Parker lifted a questioning eyebrow.
“It will just take a minute,” Gabe said. He made no move to leave.
Finally Parker shrugged and turned to go out. “C’mon, Morgan. That gold dust will be waiting for us bright and early tomorrow.”
The two men left, leaving Amelia looking uneasily at Gabe. “I thank you for the supper, too,” she said softly. “And for everything else today. Especially for not telling my brother what a coil I’d gotten myself into.”
Gabe smiled gently. “It wasn’t so very much of a coil. As you say, you’re learning.”
He still stood without moving, his eyes intense and gleaming in the firelight.
Amelia smiled nervously. “Was there something you wanted to talk to me about?”
Gabe shook his head, then advanced slowly toward her. She could see the stubble of his beard, the flinch of a muscle along his straight jaw. When he was close enough to see tiny reflections of the flames in the blue of his eyes, he stopped. She swallowed.
“You said you had some business with me.” Her voice came out as a near whisper.
“Yes.”
He was not smiling now, and something in his expression made the breath stop dead in Amelia’s chest. He leaned closer. She closed her eyes and had a swift, unbidden memory of the moment in the stagecoach when his hard thighs had rubbed against her.

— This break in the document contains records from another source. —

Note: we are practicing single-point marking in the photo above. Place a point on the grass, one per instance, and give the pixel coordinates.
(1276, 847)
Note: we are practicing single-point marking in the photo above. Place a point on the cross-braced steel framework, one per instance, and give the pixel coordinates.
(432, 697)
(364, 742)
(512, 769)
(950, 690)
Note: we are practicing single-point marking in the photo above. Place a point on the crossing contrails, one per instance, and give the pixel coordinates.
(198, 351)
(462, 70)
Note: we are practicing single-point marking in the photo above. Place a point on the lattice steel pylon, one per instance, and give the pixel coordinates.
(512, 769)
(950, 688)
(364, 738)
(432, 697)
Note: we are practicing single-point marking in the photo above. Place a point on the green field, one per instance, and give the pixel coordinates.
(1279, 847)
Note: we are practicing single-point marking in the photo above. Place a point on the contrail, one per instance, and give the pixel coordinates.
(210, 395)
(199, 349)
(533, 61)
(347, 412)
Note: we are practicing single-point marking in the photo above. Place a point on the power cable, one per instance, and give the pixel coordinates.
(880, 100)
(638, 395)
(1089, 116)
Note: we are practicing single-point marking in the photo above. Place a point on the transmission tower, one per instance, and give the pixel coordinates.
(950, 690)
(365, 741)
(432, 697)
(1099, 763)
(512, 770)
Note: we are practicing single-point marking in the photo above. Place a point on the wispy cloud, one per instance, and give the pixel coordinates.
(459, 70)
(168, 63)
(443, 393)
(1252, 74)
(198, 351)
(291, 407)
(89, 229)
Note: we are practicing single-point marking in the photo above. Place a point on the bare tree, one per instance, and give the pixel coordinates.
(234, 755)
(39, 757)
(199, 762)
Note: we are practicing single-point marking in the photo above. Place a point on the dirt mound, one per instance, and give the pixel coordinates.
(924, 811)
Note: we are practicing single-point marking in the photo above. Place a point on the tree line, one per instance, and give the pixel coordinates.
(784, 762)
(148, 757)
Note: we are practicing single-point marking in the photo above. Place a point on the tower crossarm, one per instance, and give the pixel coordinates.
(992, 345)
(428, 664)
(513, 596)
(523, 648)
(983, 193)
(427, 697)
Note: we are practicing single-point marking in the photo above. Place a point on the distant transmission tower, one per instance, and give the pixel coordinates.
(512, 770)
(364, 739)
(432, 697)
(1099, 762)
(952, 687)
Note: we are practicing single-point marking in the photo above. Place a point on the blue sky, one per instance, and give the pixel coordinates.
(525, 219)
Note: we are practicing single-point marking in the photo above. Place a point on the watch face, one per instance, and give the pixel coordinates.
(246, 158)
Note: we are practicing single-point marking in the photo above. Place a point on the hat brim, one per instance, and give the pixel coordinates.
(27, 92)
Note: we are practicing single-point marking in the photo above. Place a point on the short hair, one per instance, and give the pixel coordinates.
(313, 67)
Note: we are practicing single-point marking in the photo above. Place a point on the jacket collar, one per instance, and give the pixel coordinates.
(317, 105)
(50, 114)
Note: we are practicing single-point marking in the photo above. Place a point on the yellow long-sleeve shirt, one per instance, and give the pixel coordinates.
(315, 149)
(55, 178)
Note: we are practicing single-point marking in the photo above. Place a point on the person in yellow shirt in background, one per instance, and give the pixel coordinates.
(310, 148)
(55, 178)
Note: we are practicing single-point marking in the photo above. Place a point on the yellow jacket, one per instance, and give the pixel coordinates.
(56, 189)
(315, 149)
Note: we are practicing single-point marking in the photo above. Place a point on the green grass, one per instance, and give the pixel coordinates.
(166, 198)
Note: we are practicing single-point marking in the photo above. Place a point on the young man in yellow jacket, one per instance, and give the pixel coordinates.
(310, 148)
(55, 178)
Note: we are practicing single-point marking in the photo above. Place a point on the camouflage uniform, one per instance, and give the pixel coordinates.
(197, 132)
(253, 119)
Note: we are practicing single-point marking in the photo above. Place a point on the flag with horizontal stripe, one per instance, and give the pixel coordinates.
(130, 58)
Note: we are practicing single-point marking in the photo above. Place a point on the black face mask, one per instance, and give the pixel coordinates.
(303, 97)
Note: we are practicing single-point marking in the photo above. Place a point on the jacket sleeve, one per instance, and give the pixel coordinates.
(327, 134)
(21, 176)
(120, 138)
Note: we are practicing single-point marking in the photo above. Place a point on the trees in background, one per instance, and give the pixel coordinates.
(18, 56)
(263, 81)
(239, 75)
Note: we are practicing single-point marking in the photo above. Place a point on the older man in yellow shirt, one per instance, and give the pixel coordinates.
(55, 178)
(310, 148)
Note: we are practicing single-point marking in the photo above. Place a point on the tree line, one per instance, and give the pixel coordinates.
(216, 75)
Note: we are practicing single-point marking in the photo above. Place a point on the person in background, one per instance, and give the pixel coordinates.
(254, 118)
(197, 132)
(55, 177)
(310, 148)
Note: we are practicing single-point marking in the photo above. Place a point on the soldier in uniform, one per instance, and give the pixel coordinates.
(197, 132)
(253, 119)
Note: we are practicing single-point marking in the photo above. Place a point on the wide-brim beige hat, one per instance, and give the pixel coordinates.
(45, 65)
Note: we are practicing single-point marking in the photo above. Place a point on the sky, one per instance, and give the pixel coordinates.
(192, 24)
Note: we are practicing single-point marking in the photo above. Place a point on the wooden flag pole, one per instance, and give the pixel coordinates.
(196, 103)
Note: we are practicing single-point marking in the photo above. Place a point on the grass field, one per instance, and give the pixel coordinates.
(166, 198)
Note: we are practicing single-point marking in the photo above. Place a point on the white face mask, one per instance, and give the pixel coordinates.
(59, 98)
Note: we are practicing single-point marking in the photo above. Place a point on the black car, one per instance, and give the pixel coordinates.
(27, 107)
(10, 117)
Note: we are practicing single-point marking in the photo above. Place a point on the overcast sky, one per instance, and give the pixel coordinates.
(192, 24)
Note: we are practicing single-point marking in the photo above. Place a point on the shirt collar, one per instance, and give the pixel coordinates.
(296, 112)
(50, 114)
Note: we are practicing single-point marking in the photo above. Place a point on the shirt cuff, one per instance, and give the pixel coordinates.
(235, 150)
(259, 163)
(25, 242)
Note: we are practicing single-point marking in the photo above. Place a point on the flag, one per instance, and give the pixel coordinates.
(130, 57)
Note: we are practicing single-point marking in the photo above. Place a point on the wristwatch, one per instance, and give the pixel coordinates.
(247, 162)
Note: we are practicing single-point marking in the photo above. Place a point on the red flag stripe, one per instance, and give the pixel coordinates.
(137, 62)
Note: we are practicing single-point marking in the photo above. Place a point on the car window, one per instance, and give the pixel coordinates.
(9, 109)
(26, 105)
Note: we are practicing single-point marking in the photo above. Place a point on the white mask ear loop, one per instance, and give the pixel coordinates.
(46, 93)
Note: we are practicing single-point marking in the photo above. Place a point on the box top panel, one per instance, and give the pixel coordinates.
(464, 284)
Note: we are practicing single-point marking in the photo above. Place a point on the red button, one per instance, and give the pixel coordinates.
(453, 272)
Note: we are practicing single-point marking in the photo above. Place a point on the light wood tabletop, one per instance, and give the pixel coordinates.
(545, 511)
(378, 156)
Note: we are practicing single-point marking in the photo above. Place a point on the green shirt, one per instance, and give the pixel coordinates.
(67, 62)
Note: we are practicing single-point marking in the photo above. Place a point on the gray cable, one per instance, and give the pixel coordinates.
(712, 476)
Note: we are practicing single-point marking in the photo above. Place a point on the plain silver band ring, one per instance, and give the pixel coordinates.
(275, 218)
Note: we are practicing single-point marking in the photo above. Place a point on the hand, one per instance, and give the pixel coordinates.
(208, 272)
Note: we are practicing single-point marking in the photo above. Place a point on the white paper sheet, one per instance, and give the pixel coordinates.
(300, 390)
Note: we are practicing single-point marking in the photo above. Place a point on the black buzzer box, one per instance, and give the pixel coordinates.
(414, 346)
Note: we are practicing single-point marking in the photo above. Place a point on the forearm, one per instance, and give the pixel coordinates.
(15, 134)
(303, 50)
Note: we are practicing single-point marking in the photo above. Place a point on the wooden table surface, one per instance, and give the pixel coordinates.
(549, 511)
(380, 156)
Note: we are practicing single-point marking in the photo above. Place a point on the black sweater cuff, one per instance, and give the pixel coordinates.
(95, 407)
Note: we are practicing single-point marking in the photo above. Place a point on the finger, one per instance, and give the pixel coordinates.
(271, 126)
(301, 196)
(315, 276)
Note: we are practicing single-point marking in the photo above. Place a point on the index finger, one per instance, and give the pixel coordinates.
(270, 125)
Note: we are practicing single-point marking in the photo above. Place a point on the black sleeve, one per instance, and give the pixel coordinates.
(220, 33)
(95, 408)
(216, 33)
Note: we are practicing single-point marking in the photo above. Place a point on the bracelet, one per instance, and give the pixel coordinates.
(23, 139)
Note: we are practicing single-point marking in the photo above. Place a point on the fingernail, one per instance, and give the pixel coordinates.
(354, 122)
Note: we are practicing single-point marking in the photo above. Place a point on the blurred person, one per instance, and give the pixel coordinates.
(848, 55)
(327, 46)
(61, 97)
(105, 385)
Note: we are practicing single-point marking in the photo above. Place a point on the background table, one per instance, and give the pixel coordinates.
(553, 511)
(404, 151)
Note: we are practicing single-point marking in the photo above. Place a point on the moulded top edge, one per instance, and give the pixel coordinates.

Her entire body swayed as she felt him brush against her. Then she opened her eyes in surprise as he bent to reach past her toward a crock on the floor next to the fire. He scooped up a handful of the contents and straightened up, facing her.
“Give me your hands,” he said.
Amelia was still trying to locate her last breath.
“Your hands,” he said again, seizing one of them. His fingers were covered with pork grease, which he started to gently smooth over her still-red palms. He spread it slowly in small circles. “It might not smell as pretty as that lemon soap you like to use, but it should help that burn heal.”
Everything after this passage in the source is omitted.